Geen dapperheid, geen kunst van schrandre listen,
Maakt Volken groot, maar de inborst van den Christen.
De moed is vlam, wier flikkring ’t oog bedriegt,
En niet gevoed, in ijdle lucht vervliegt;
En schanderheid moog andren strikken zetten,
Zy struikelt zelv’ en stort in eigen netten.
Wees Godgetrouw, keer tot uw Heiland weêr,
ô Vaderland, en niets behoeft ge mee.
Gy tracht vergeefs Zijn geesels af te wenden,
Volhardt ge steeds Zijn recht, Zijn eer te schenden;
Wees eenmaal weêr het oude Nederland,
Uit golf en bloed getogen door Zijn hand,
Aan ’t juk ontscheurd van ’t alvermogend Spanje,
En aan Zijn dienst geheiligd door Oranje:
’t Verdrukt Geloof ten heu en toeverlaat;
In tarwoogst rijk ten spijt van ’s vijands zaad;[1]
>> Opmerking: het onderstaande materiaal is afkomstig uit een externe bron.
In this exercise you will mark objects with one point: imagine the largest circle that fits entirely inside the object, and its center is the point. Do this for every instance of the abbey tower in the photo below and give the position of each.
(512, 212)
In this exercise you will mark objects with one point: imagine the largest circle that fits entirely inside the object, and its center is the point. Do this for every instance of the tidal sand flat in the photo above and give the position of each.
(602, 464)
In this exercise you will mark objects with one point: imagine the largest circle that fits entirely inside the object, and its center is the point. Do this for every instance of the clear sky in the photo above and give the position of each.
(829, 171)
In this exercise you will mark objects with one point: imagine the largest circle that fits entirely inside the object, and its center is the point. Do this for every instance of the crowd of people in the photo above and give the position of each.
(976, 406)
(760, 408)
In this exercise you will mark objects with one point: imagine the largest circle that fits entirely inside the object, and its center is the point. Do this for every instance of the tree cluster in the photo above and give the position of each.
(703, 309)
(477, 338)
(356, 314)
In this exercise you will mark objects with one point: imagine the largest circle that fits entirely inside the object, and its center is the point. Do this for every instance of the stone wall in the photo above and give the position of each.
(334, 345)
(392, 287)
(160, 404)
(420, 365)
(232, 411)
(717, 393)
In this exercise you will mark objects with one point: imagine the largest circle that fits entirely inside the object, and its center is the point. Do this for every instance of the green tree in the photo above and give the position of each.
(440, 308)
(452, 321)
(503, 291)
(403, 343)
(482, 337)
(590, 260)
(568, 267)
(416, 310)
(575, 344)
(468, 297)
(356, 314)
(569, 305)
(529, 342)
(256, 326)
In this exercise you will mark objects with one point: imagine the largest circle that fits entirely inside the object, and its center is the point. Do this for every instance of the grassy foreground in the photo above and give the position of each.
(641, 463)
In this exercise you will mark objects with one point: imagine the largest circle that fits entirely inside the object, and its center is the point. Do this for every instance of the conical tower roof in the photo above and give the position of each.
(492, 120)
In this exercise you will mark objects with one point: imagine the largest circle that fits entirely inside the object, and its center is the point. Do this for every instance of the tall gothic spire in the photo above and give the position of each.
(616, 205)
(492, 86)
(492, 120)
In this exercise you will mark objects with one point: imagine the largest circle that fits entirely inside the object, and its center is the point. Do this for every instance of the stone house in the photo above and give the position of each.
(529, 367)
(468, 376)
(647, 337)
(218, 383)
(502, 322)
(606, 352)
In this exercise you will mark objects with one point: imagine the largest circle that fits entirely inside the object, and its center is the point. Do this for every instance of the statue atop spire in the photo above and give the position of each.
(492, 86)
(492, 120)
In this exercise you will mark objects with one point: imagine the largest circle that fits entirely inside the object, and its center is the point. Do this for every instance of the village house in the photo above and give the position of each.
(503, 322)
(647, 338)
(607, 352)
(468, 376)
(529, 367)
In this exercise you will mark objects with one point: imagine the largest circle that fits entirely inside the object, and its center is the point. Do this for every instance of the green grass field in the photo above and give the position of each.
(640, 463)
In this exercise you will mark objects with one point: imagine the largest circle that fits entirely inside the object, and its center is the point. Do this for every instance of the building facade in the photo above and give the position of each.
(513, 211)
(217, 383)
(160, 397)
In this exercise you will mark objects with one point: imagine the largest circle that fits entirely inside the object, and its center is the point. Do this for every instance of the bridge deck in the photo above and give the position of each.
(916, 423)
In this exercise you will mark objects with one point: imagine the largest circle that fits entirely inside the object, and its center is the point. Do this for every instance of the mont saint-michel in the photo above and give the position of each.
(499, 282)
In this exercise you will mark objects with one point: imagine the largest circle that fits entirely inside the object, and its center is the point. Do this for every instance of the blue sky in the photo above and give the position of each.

Ondankbaar soms en in den plicht bezweken,
Maar vol berouw, en nooit van God geweken;
En, werdt gy ooit met valschen geest vervuld,
Te rug gebracht na overtuigde schuld,
En na dien val, hoe diep in ’t stof getreden,
Op nieuw verrijkt met dubble zaligheden.
Neem in dees nood door valschen waan vervoerd,
Geen Hel te baat die op verderving loert.
Neen, zwicht voor God, en leer Zijn geesselslagen
Met toeverzicht, met onderwerping, dragen.
Waan, zoo uw hart durft opstaan tegen God,
Geen heer te zijn, geen meester van uw lot,
En stort uw kroost geen beestlijk gif in de aâren
Of ’t voor Zijn wraak uw panden kost bewaren.
Balddadigen, ontchristend en ontmenscht,
Erkent de Macht, door macht noch list begrensd,
En buigt u neêr, en, woeste dwingelanden,

  1. Matth. XIII, 25.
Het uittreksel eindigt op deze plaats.